I told him he's got lots of people back in North America who miss having him around.

"I miss you guys too," Jagr said with his trademark laugh. "It was a great run for me there."

He added that he's having a blast in the KHL, especially this season with Avangard Omk leading the standings.

It just so happens, however, that Jagr has options after this season.

"Yes, I'm a free agent after the season," Jagr told ESPN.com. "I want to finish season here and then think about what I'm doing next. But right now our team is doing really well, we're first overall in the league. We have a pretty good chance to do something good and that's why I'm really excited, although you never know what can happen in the playoffs."

But, I pressed on, what if an NHL team called next summer?

"If I had a chance to join a team that has a chance to win, maybe I'd think about it," Jagr said. "I'd like to go on a team that has a chance to win the Stanley Cup or at least get into the playoffs and go far. I'd like just to help a team like that on the second or third line."

Jagr turns 39 on Feb. 15. Are the legs getting heavy?

"I actually feel better now than I did my last year in the NHL," said Jagr. "More skating here on the big ice. I don't feel my age."

Heritage Classic to top Winter Classic?

With all due respect to my pal Scott Burnside who considers the Heritage Classic the ugly Canadian stepchild of the Winter Classic, here's something that might raise a few eyebrows.

"Sponsorship on this game is going to surpass even the Winter Classic to give you a sense of the size of this thing," NHL COO John Collins told ESPN.com Friday. "And the Winter Classic was a beast."

Iconic Canadian brands such as Tim Horton's and Canadian Tire have jumped on board with guns a blazing as have other companies for the Feb. 20 Montreal-Calgary game at McMahon Stadium. The gate revenue won't be as much because there aren't as many seats in the CFL stadium compared to Heinz Field. But the corporate base has really jumped on board.

"To really make the model work in these less than NFL or big-time baseball stadiums, sponsorships needs to really carry the day," said Collins, the mastermind behind the Winter Classic. "I think the size of the sponsorship market and also the activation by the sponsors is going to be even bigger than the Winter Classic."

From a business perspective, that's why it was no-brainer for the NHL to extend itself with two outdoor games. Still, the question remains whether or not having two games will dilute the product. Not to mention the fact there are only six Canadian NHL teams, so that means lots of repeat performances by the same six clubs in the Heritage Classic? Or maybe not ...
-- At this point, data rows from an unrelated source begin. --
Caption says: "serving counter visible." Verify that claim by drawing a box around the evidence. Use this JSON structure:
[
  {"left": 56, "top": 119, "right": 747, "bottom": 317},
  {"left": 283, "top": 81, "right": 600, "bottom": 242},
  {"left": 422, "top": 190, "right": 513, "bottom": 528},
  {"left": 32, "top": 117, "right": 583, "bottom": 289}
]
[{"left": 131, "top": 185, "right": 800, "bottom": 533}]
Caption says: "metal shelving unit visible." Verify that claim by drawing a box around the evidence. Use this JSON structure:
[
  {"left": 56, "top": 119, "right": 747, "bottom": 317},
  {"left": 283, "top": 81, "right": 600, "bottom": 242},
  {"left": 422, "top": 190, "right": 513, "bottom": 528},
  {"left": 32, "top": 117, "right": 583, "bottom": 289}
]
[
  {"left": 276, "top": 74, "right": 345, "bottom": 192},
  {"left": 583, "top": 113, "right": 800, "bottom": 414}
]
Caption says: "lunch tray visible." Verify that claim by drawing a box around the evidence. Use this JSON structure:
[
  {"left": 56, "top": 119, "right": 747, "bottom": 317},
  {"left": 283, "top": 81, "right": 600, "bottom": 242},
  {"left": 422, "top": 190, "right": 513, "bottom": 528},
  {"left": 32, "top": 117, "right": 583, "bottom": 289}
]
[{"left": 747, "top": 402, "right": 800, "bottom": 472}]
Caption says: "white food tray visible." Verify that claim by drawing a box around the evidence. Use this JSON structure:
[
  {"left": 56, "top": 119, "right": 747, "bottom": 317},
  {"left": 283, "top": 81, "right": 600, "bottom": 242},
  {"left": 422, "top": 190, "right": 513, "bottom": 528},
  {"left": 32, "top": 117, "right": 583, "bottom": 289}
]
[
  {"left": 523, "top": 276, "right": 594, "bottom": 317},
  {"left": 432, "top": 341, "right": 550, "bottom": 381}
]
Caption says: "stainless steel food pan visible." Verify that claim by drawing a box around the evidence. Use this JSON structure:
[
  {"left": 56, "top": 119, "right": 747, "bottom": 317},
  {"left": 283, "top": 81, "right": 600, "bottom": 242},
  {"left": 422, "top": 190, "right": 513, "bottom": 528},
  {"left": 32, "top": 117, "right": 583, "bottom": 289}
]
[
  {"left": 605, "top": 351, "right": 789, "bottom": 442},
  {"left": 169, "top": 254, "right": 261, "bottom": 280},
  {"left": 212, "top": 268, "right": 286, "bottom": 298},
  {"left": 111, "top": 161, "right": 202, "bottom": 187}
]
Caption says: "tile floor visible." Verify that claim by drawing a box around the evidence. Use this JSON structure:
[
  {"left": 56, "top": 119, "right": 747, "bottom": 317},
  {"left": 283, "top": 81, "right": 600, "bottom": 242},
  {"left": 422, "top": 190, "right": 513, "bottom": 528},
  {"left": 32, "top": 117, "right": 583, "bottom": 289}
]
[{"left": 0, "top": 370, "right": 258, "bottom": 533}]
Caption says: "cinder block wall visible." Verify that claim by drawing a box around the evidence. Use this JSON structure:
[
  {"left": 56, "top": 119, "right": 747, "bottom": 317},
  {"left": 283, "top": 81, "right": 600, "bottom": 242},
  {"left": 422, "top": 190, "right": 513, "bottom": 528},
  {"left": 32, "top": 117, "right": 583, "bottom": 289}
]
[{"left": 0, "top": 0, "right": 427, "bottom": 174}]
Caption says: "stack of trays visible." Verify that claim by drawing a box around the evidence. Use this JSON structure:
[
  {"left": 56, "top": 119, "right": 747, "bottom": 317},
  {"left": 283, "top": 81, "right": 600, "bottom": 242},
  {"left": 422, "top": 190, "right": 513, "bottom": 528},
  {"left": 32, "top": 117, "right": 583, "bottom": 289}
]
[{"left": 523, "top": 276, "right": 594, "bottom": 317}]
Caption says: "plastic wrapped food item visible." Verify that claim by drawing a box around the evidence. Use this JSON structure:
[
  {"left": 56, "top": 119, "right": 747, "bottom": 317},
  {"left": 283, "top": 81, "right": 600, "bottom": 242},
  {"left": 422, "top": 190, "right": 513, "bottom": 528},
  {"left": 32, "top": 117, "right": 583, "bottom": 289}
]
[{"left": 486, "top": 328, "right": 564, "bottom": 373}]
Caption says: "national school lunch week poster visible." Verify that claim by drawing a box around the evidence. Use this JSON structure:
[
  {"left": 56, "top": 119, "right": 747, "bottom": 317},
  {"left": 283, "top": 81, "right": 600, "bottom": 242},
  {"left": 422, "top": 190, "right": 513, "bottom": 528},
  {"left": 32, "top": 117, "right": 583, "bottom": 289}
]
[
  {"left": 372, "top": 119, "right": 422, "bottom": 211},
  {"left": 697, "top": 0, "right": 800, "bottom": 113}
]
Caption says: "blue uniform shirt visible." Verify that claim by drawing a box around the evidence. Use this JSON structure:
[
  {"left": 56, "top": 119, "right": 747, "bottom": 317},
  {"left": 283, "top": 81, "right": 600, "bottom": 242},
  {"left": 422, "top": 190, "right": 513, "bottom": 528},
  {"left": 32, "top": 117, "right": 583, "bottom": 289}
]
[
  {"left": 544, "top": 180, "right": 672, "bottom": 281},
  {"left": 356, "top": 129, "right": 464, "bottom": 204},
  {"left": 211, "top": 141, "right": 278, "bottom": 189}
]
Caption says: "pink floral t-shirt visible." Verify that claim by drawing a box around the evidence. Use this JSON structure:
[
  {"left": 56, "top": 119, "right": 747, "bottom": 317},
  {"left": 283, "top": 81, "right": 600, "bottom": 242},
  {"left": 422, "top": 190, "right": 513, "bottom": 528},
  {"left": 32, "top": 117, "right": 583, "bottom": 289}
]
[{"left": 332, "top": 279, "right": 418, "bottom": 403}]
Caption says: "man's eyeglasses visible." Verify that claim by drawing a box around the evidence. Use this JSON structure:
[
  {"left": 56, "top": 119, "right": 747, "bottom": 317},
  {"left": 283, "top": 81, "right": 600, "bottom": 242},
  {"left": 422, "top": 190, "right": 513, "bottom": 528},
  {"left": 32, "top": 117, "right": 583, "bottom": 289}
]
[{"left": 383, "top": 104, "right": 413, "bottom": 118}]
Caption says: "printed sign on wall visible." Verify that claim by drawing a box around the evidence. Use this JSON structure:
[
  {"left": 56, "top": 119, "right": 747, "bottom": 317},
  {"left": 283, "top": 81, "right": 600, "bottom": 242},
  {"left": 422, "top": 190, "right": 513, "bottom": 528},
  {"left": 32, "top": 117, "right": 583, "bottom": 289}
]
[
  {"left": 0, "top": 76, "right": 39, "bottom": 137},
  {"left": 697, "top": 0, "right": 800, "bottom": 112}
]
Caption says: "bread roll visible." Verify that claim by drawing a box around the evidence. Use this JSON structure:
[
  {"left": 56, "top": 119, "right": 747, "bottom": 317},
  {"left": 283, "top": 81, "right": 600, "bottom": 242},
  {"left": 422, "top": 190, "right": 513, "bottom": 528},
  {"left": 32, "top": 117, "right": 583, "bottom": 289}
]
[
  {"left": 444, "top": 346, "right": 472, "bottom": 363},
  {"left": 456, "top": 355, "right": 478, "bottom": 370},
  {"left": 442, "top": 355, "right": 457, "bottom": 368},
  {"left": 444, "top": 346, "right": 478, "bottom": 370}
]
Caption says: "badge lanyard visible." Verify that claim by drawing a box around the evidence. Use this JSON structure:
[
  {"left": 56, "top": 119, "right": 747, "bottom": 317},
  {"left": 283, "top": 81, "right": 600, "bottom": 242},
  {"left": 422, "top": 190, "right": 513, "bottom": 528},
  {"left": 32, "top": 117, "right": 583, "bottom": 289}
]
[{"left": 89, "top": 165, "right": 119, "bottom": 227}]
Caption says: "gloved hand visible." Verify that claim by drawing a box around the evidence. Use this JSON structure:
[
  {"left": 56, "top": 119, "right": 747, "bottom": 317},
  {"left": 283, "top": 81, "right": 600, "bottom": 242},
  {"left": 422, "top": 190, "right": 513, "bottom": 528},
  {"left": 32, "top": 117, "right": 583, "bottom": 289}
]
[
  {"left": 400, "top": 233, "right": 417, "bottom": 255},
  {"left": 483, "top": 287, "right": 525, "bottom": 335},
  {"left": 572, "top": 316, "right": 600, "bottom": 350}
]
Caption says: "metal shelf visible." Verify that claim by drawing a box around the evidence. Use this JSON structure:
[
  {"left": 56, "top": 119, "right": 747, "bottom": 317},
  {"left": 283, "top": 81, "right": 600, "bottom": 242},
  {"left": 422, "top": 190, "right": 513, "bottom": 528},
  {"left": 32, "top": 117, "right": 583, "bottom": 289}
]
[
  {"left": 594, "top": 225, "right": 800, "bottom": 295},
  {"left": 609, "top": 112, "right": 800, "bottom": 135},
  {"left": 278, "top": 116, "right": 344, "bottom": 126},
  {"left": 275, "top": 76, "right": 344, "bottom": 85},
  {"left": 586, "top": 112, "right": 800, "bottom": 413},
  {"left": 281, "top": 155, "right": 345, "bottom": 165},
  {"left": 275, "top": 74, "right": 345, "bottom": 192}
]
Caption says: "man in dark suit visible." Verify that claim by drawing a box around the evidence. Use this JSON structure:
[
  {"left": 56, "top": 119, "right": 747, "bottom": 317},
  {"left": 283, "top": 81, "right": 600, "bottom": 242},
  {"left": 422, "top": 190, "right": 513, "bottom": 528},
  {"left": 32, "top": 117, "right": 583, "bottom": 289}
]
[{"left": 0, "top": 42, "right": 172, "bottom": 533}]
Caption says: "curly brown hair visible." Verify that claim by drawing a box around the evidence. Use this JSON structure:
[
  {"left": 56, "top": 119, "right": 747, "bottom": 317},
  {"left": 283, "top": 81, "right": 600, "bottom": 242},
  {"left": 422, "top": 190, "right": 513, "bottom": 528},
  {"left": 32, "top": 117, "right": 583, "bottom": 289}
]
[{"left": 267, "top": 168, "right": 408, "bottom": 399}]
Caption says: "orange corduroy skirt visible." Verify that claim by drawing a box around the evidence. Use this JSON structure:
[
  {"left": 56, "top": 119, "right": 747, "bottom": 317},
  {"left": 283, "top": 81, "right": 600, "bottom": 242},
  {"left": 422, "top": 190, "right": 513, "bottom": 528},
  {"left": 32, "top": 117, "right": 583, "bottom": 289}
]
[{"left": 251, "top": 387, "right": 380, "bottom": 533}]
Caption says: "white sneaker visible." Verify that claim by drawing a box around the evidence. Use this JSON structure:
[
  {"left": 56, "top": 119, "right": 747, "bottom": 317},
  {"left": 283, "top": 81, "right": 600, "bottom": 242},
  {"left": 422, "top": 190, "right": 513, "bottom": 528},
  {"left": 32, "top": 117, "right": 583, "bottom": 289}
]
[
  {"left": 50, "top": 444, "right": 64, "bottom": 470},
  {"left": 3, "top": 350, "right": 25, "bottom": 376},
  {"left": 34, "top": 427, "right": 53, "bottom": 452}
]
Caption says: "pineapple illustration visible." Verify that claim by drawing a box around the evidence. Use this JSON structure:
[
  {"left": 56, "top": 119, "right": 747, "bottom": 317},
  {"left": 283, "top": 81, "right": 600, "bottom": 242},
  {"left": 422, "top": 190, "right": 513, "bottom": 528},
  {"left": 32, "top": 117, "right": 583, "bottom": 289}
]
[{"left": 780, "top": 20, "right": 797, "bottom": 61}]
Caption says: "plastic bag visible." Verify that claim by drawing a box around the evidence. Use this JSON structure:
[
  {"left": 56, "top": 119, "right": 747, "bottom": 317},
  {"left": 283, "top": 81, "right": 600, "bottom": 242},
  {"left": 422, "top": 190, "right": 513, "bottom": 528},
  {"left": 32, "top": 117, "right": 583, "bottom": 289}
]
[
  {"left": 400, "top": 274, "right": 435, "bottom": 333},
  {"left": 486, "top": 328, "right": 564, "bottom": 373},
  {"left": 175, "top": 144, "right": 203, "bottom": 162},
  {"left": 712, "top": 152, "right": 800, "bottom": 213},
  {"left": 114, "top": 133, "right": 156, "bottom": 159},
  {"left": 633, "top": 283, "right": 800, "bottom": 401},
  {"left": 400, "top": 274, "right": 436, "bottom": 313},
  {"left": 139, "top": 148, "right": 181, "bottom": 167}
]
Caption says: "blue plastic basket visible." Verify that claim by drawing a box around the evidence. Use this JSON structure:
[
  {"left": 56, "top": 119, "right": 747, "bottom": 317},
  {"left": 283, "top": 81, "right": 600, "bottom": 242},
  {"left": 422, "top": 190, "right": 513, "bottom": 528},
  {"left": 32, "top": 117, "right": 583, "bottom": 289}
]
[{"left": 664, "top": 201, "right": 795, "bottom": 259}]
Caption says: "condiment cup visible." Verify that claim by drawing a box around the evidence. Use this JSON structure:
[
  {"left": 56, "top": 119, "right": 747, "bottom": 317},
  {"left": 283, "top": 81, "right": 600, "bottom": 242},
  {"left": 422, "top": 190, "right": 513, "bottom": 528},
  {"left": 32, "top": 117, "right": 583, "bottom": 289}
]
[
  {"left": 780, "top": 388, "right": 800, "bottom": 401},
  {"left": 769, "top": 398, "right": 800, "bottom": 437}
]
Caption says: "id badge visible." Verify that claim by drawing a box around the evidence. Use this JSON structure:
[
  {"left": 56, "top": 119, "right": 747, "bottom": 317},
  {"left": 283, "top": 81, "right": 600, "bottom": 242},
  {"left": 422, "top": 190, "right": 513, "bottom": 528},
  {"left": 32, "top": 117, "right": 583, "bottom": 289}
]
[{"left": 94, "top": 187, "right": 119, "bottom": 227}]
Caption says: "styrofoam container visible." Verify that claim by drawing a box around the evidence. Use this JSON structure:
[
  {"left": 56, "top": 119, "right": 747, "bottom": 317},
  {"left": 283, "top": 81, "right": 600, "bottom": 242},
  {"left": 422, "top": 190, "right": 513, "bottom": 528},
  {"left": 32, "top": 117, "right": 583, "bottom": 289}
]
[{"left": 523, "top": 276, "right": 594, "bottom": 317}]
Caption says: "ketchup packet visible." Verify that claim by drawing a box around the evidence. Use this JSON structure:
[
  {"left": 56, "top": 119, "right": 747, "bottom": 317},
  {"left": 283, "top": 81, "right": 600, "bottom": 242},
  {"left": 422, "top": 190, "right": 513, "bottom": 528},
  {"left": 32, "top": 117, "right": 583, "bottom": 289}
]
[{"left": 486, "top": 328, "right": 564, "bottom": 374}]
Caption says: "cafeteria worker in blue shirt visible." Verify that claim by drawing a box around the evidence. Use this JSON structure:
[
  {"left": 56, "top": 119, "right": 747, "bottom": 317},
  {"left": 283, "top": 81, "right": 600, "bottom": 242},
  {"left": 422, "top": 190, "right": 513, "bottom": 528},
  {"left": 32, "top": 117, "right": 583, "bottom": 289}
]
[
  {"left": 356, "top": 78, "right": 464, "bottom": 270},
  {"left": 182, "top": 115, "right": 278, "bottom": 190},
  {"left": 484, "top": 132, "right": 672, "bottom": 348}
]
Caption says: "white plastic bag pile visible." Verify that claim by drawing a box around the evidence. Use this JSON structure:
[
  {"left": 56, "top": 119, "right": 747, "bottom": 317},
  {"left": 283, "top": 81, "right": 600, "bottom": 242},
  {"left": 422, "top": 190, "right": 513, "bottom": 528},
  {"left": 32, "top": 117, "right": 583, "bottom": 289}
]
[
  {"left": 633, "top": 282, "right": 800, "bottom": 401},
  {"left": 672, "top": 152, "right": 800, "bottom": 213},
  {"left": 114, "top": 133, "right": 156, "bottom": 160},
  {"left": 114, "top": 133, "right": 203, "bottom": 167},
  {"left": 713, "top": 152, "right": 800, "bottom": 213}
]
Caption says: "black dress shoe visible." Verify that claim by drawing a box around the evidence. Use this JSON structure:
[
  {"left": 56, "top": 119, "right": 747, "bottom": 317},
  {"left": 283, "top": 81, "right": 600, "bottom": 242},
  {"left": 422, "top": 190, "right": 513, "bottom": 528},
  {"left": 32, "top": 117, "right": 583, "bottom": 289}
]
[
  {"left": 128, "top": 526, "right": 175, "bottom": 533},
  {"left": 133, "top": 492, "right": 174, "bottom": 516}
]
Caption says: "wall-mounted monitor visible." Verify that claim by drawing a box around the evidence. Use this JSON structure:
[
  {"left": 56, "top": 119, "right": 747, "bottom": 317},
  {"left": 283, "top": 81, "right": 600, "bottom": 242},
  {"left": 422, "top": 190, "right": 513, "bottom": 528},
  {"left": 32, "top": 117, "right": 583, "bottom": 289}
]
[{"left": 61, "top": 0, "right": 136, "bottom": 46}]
"I always resist the idea that the Winter Classic is a U.S.-only event, similarly now I'm going to resist the fact that the Heritage is just a Canadian event," Collins said. "At the end of the day, these events should appeal to all hockey fans."

To be clear, I asked Collins if he was talking about maybe putting Canadian teams in the odd Winter Classic and maybe an American team in the odd Heritage Classic?

"We're always kicking around everything," Collins said. "That's the fun part of this gig, to be creative. This is a league that's taking risks and pushing the envelope."

The fact is, the future of these outdoor games will depend greatly on the next U.S. TV deal. Once the U.S. TV deal is in place, it allows for a more concrete discussion of where these outdoor games are headed.